# Nationwide card - overseas transactions



## Gilroy (Oct 4, 2007)

There is an article in today's money pages which says that Nationwide will start charging for overseas transactions as from May 6th. Apparently Nationwide will be writing to customers shortly to advise of the change.

I am probably not alone in using Nationwide only for my overseas transactions and so will have to start looking at other options.

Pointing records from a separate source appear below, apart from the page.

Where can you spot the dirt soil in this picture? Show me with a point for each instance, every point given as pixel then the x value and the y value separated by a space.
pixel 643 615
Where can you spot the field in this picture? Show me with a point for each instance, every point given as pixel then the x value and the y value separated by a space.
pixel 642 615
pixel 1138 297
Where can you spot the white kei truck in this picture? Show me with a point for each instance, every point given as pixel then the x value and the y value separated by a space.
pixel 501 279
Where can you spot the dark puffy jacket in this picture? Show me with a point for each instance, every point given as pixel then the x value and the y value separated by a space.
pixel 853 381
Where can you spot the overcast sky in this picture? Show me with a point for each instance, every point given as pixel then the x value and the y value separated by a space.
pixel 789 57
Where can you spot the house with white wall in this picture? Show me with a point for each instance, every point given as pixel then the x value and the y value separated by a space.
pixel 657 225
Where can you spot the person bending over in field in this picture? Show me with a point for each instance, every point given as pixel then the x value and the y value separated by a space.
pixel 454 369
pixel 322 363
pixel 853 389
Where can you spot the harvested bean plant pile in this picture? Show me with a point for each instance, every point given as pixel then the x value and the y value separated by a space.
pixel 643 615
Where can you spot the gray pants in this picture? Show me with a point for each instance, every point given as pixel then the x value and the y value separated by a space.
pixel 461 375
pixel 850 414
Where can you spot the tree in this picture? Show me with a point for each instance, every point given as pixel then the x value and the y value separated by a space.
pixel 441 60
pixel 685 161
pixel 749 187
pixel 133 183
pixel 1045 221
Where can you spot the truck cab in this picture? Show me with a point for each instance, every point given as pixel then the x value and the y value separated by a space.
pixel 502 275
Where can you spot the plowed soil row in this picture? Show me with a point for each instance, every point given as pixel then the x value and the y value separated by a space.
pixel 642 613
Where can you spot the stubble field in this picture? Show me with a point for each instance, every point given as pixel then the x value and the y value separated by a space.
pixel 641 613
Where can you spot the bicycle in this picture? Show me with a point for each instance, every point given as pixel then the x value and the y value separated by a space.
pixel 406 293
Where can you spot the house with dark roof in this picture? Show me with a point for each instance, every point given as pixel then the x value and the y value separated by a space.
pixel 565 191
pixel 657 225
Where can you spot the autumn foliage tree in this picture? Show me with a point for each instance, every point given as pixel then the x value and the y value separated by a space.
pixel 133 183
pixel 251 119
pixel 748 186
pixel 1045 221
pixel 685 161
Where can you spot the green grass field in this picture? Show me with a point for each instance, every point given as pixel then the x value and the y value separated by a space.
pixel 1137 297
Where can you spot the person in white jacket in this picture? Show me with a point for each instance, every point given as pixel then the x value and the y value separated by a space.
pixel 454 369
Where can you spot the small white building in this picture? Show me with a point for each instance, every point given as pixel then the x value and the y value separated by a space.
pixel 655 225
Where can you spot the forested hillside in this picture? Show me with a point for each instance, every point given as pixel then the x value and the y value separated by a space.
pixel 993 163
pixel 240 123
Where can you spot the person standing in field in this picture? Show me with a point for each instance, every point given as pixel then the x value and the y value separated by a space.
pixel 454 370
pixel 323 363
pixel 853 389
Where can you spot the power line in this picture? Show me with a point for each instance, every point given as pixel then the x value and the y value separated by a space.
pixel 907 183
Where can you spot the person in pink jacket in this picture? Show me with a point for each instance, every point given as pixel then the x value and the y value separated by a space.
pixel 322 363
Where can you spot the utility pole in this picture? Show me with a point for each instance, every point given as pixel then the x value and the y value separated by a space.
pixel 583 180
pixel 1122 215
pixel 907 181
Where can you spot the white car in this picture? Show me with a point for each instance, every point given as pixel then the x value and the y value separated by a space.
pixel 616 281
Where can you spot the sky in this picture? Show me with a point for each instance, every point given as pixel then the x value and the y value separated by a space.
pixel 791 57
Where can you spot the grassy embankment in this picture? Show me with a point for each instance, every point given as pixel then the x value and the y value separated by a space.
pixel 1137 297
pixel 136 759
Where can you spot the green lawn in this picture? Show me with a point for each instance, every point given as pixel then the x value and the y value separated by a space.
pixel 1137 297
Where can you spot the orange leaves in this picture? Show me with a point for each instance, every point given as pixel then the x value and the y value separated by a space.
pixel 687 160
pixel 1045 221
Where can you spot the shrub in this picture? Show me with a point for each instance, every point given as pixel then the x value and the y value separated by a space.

The article mentions credit cards available from the Post Office as well as a Platinum Visa card available from Saga. So a visit to the Post Office on Monday for me.

Gilroy


----------



## 115015 (Jul 31, 2008)

Maybe its just for "new customers only" now  They spent enough money in advertising condemning other banks for doing just that!


----------



## Gilroy (Oct 4, 2007)

*Nationwide Card - overseas transactions*

Don't think so Newto.

But you will agree with the quote from Which? " Nationwide had been a shining light to the credit card industry with its no fee policy on overseas purchases - its a shame they've now sold out and fallen into line with the rest of the market"

Gilroy


----------



## 115015 (Jul 31, 2008)

I was taking the mick its a catch phrase from their advert "new customers only" lol


----------



## Gilroy (Oct 4, 2007)

*Nationwide Cards Overseas Transactions*

A bit slow on the uptake there Newto.


----------



## jiwawa (Jun 22, 2007)

It looks as if the charges are only for use outside of Europe


----------



## 115015 (Jul 31, 2008)

Oh well thats not too bad outside of Europe, don't venture much further in MH


----------



## TR5 (Jun 6, 2007)

I suppose it was inevitable sooner or later. The P.O. and Saga will probably follow suit shortly.

At least it is only outside of Europe, and only 1% charge even then, not like most others who have a "set fee" plus a percentage charge, usually around 2.75%.

NW also give a good exchange rate, unlike many others I could mention, who charge an exchange fee, on top of the set fee and percentage charge - so it is still a good buy.

And no, I don't work for NW, just tell it as it is!


----------



## Vinnythehat (Dec 11, 2007)

Hi Gilroy, 
Just bear in mind that The Post Office is owned by The Bank of Ireland , which does not come under the £50k UK government protection rules but is back by the Irish government only up until the 28th Sept 2010 !! just incase you were thinking of putting ALL your pennies in there so you could spend spend spend in Europe.. :wink: 
Vinny


----------



## Waggy (Jan 15, 2006)

I understand that the Post Office product is a credit card so there will be hefty charges for cash withdrawals anyway. 

It seems that the Visa network charge NW about 1% on each transaction so it was probably inevitable that the charge would be passed on 

I heard that you can get a Mastercard card from Nationwide which does not carry the charge ........yet. 

As mentioned, the charge only applies outside Europe anyway.


----------



## Penquin (Oct 15, 2007)

According to BBC News it is a 1% charge on all transactions *outside Europe* - but apparently that does not always include some of the "new countries" into the EEC.

They are supposed to be doing this because Visa are charging them and are therefore "dipping a toe in the water" to see the public reaction. That sounds like it may get more expensive or closer to home if they fancy it!

BBC said only way of avoiding that sort of charge is to take cash (very safe!!!) or Travellers Cheques - but I thought there is a charge for Travellers Cheques (have only used them once or twice in areas where we were not sure plastic would work!)

Advice or comments for all would be welcome, the thought of taking enough real money for a few week stay would horrify me and I would think very seriously about safety issues.


----------